Tonight was the 2nd "Annual Garden Harvest and Science Celebration". About 150 people came out, including Lakewood students, their families, and other community members. It was a really incredible event. The evening's activities began with a walk through the garden, followed by a vine planting ceremony at the entrance of the garden. Professor Curtis planted a Coral Honeysuckle vine and stated how the vine serves as a metaphor for the Lakewood students; as they work to help the garden grow and mature, the garden also works in the students to help them grow and mature. The events then moved into the cafeteria where the Eckerd students served the dishes they had prepared to the community members. As we ate we watched the documentary produced last year by Kelly Schiller, and then heard some remarks from Principal Cynthia Kidd, Lakewood science coordinator Peggy McCabe, and Professor Curtis. The events of the evening concluded with a raffle of various potted plants from the garden such as tomatoes, broccoli, sweet potatoes, and marigolds.

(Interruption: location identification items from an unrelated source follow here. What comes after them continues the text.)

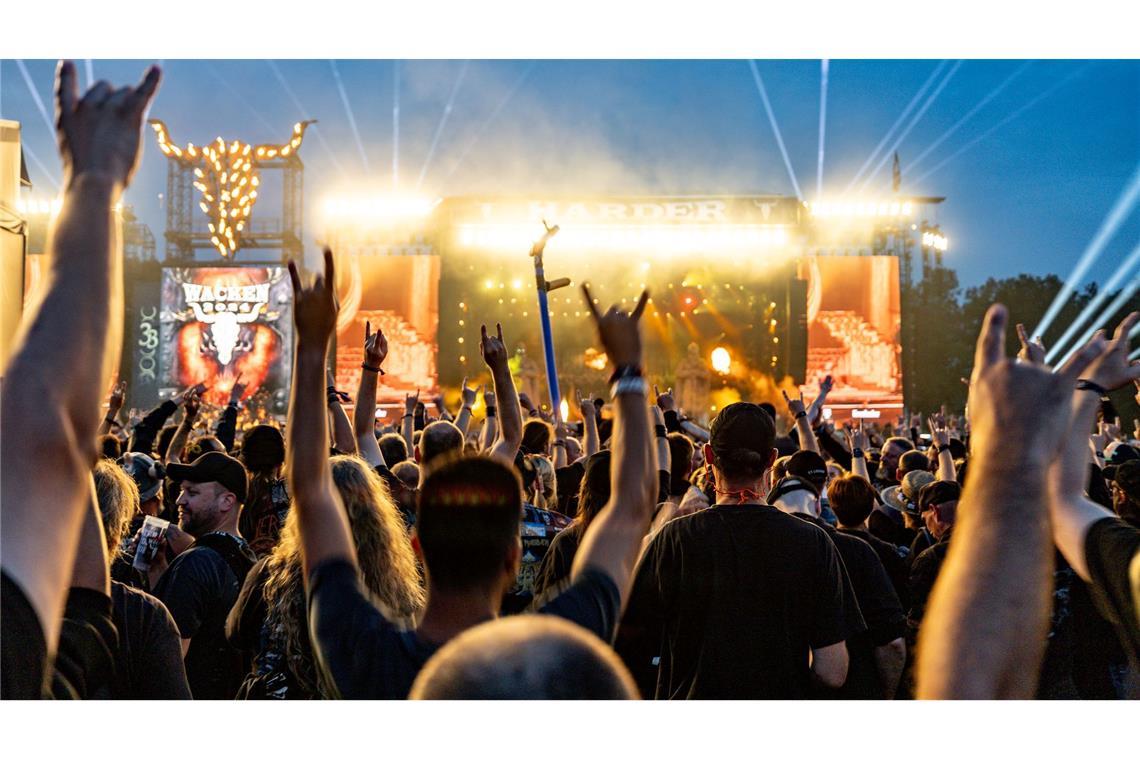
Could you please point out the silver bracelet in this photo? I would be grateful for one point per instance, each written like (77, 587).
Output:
(638, 385)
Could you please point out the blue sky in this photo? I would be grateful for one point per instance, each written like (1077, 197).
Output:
(1025, 198)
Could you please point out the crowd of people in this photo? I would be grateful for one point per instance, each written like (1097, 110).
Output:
(771, 555)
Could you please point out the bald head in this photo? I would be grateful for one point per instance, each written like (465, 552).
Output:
(524, 658)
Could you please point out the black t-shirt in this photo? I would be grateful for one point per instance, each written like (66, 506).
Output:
(368, 658)
(732, 599)
(148, 663)
(893, 558)
(881, 611)
(24, 659)
(198, 588)
(1112, 549)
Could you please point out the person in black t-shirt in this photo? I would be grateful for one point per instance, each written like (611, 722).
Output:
(739, 601)
(148, 663)
(203, 581)
(853, 499)
(469, 515)
(878, 652)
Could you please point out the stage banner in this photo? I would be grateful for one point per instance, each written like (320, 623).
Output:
(218, 325)
(854, 321)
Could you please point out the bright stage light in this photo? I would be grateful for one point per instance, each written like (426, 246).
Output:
(722, 360)
(662, 239)
(935, 240)
(385, 209)
(861, 209)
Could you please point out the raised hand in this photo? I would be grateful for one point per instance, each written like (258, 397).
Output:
(939, 434)
(99, 135)
(619, 332)
(375, 345)
(795, 406)
(491, 349)
(238, 390)
(1023, 402)
(315, 308)
(1032, 351)
(1113, 370)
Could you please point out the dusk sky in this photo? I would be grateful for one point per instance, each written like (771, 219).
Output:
(1025, 197)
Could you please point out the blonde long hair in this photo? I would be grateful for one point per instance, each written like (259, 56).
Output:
(384, 555)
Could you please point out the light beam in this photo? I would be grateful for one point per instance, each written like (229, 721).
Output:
(1115, 218)
(961, 122)
(348, 111)
(775, 127)
(1113, 283)
(898, 122)
(823, 125)
(913, 122)
(1007, 120)
(490, 120)
(1104, 317)
(442, 121)
(303, 113)
(396, 125)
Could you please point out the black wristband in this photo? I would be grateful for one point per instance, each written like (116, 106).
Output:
(1089, 385)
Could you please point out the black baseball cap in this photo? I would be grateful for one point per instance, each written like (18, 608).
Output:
(809, 466)
(213, 467)
(742, 425)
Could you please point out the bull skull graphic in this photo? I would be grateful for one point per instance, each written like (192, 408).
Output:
(226, 174)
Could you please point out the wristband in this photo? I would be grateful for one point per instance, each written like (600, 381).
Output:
(629, 384)
(625, 370)
(1089, 385)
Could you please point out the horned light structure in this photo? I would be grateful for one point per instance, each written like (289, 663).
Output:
(226, 174)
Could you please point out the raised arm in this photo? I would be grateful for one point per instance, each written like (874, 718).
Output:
(114, 403)
(190, 406)
(343, 439)
(984, 631)
(67, 345)
(856, 441)
(469, 401)
(939, 439)
(803, 426)
(364, 415)
(612, 541)
(408, 421)
(1071, 512)
(589, 443)
(320, 516)
(506, 395)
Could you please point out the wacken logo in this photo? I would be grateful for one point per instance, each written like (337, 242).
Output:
(225, 309)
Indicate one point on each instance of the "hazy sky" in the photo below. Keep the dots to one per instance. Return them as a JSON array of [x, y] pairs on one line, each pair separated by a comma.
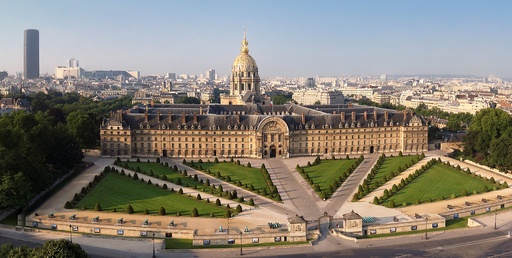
[[287, 38]]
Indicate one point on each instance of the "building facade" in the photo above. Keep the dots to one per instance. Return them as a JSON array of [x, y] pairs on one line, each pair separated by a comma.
[[256, 131], [251, 128], [31, 54]]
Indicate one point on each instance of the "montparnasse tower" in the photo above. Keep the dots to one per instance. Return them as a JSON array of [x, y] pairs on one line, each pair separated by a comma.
[[245, 79]]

I began participating in this project in January of 2009, when it was still mostly just an idea in Professor Curtis' mind. A dozen or so of my classmates at Eckerd began volunteering with the project, not really sure what would come of it. Now, almost a year and a half later I find myself involved in a successful, revolutionary project that I know will only continue to grow and solidify. I feel very fortunate that I've had the opportunity to not only participate in this project, but to watch it grow from idea to success.

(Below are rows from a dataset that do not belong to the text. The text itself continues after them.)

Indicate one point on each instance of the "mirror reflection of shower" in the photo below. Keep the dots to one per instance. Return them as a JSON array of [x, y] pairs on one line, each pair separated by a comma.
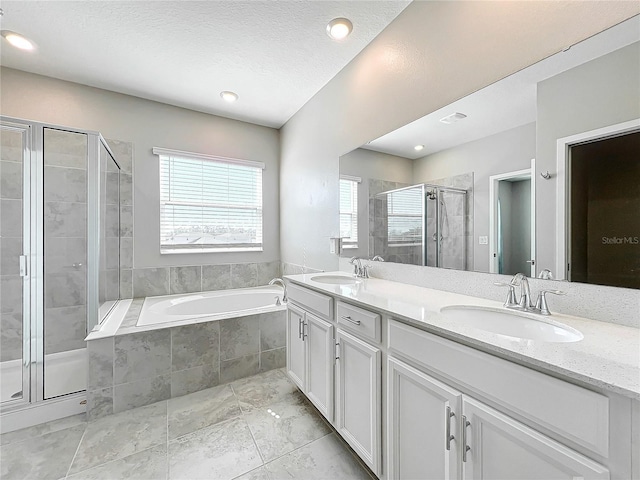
[[420, 224]]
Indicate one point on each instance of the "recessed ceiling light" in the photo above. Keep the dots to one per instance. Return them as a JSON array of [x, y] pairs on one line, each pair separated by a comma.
[[339, 28], [229, 96], [453, 118], [18, 40]]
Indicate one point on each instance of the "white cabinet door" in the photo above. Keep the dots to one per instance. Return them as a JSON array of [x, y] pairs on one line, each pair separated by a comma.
[[502, 448], [320, 346], [295, 346], [358, 397], [422, 425]]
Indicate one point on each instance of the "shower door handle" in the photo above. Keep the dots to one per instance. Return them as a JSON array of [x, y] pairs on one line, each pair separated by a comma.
[[24, 269]]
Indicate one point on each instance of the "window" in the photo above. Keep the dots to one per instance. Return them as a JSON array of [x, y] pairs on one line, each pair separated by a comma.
[[349, 210], [208, 203], [404, 212]]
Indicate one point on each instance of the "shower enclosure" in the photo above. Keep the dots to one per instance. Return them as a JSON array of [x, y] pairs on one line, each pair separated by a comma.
[[421, 225], [59, 270]]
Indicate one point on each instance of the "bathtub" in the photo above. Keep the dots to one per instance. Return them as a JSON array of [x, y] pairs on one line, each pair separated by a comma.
[[207, 306]]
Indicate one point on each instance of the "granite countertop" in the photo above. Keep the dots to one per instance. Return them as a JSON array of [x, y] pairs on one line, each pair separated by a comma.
[[608, 357]]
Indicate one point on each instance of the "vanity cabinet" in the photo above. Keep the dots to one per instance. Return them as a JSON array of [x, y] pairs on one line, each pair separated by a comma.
[[358, 396], [310, 350]]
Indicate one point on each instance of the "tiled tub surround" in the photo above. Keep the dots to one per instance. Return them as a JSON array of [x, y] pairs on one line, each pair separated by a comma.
[[608, 357], [142, 365]]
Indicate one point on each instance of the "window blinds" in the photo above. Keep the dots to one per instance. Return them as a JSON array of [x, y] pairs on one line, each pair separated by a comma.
[[209, 204], [349, 211]]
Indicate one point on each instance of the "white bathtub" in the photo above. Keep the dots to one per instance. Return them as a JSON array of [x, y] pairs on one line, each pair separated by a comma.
[[209, 305]]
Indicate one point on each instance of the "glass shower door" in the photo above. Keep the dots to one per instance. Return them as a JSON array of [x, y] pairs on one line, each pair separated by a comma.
[[14, 248]]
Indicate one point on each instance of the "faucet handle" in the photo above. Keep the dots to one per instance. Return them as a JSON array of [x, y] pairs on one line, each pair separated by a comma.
[[511, 296], [541, 303]]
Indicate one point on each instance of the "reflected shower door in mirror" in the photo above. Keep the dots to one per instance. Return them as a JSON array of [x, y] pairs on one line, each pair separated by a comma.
[[496, 131]]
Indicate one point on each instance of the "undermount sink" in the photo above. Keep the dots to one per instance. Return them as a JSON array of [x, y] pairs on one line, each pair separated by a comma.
[[512, 324], [334, 279]]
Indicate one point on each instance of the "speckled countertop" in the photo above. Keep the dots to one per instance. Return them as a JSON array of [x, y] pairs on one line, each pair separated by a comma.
[[608, 356]]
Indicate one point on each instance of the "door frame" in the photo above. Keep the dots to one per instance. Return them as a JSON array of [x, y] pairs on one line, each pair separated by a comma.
[[494, 182], [563, 188]]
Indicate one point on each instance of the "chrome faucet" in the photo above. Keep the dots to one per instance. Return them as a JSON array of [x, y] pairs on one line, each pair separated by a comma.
[[284, 288], [359, 270]]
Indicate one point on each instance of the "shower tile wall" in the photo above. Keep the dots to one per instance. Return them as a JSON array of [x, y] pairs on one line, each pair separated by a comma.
[[11, 205], [65, 231]]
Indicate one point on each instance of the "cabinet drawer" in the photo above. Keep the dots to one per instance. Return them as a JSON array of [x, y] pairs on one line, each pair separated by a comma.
[[308, 299], [573, 412], [363, 323]]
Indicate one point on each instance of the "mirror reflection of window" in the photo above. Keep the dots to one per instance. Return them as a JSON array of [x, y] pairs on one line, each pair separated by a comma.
[[349, 211]]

We are in the middle of a food revolution in America, and I think that it is projects like this that are going to produce substantial and effective change in the future. More and more people are becoming aware and concerned with where their food comes from and the garden project at Lakewood addresses that issue while putting it in a learning environment for elementary school students, college students, and the surrounding community. This is a mutual learning experience, my classmates and I have learned so much from teaching these Lakewood students that can't be learned in a classroom.
Although I'm sad to have to say goodbye to this project I feel extremely fortunate to have been a part of it and the events tonight at the Harvest Festival reiterated to me how important of a project this is.